After much pain, 'dd conv=noerror' appeared to let me cleanly extract an ISO from the Bluray, so now I've got that on my hard drive and I'm now dealing with a local ISO image. Clearly, I need to extract files into a bunch of subdirectories.
The problem is getting to the point where I even know the damn file names. I've mounted the ISO, I go into the directory, and 'ls' again just sits and spins, completely consuming one core of my CPU, in kernel space. Surprisingly, even 'find . -print' is unhelpful. All it prints is "." before the kernel again gets slammed. After ten minutes, it hasn't printed a single file name.

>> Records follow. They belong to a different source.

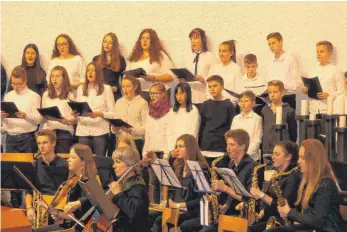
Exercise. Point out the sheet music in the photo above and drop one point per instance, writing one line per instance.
(166, 173)
(199, 176)
(233, 181)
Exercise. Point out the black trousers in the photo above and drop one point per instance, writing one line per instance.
(22, 143)
(291, 100)
(98, 144)
(65, 140)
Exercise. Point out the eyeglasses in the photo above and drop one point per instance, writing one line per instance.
(154, 93)
(62, 45)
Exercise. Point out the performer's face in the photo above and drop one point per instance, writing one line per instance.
(119, 167)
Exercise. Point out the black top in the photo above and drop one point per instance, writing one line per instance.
(133, 204)
(50, 176)
(269, 118)
(113, 78)
(323, 212)
(3, 81)
(216, 119)
(36, 84)
(243, 171)
(289, 186)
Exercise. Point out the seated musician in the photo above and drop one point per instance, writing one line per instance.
(187, 148)
(242, 164)
(45, 182)
(81, 164)
(285, 157)
(318, 195)
(130, 195)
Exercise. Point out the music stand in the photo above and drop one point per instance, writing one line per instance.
(105, 170)
(10, 180)
(202, 186)
(98, 198)
(233, 181)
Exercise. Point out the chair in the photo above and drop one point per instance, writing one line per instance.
(231, 223)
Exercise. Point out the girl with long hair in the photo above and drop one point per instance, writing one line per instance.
(59, 93)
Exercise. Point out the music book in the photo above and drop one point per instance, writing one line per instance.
(313, 85)
(138, 72)
(10, 108)
(183, 73)
(81, 107)
(118, 123)
(51, 113)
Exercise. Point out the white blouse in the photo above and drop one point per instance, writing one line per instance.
(206, 60)
(153, 69)
(231, 74)
(64, 109)
(133, 112)
(104, 103)
(158, 135)
(75, 68)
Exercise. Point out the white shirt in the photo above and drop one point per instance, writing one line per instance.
(75, 68)
(184, 122)
(257, 84)
(64, 109)
(340, 104)
(230, 73)
(28, 102)
(332, 81)
(153, 69)
(104, 103)
(158, 135)
(206, 60)
(133, 112)
(285, 69)
(252, 123)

So... any advice on how I can extract these files from the ISO image?
|
Top
|
|
|
|
#341305 - 18/01/2011 19:32
Re: directory with zillions of files
[Re: DWallach]
|
carpal tunnel
Registered: 13/07/2000
Posts: 4180
Loc: Cambridge, England
|
Recent libcdio comes with iso-info and iso-read tools that might help. Even if you end up needing to debug your image, at least using them means you'd be debugging in userland.
Peter
|
Top
|
|
|
|
#341306 - 18/01/2011 19:41
Re: directory with zillions of files
[Re: peter]
|
carpal tunnel
Registered: 30/04/2000
Posts: 3810
|
iso-read seems to insist that you know the filename you're trying to get out. It doesn't have a 'dump everything' option. Grumble. I really didn't want to be hacking libcdio just to get at my damn files.
|
Top
|
|
|
|
#341307 - 18/01/2011 19:41
Re: directory with zillions of files
[Re: DWallach]
|
carpal tunnel
Registered: 27/06/1999
Posts: 7058
Loc: Pittsburgh, PA
|
ls on many platforms sorts all entries by default. Try ls -U, maybe?
|
Top
|
|
|
|
#341308 - 18/01/2011 19:43
Re: directory with zillions of files
[Re: peter]
|
carpal tunnel
Registered: 24/12/2001
Posts: 5528
|
What OS you doing this on?
I assume the incredibly long wait for nothing is caused by the errors.
The UDF Tool package is unmaintained now and there is a complete lack of a fsck.udf tool as well. There was a UDF Verifier tool by Phillips Research but that seems to have vanished and it doesn't fix anything anyway.
|
Top
|
|
|
|
#341309 - 18/01/2011 19:44
Re: directory with zillions of files
[Re: DWallach]
|
carpal tunnel
Registered: 29/08/2000
Posts: 14496
Loc: Canada
|
Instead of ls, try this: echo *
-ml
|
Top
|
|
|
|
#341310 - 18/01/2011 19:51
Re: directory with zillions of files
[Re: mlord]
|
carpal tunnel
Registered: 30/04/2000
Posts: 3810
|
This is on my iMac (Core 2 Duo, Mac OS X 10.6.5). I mounted the file with the default options (i.e., I just ran "open" on the ISO file). I'm trying "echo *" right now and it's just sitting there, again with one core slammed to 100% in the kernel, the other core idle.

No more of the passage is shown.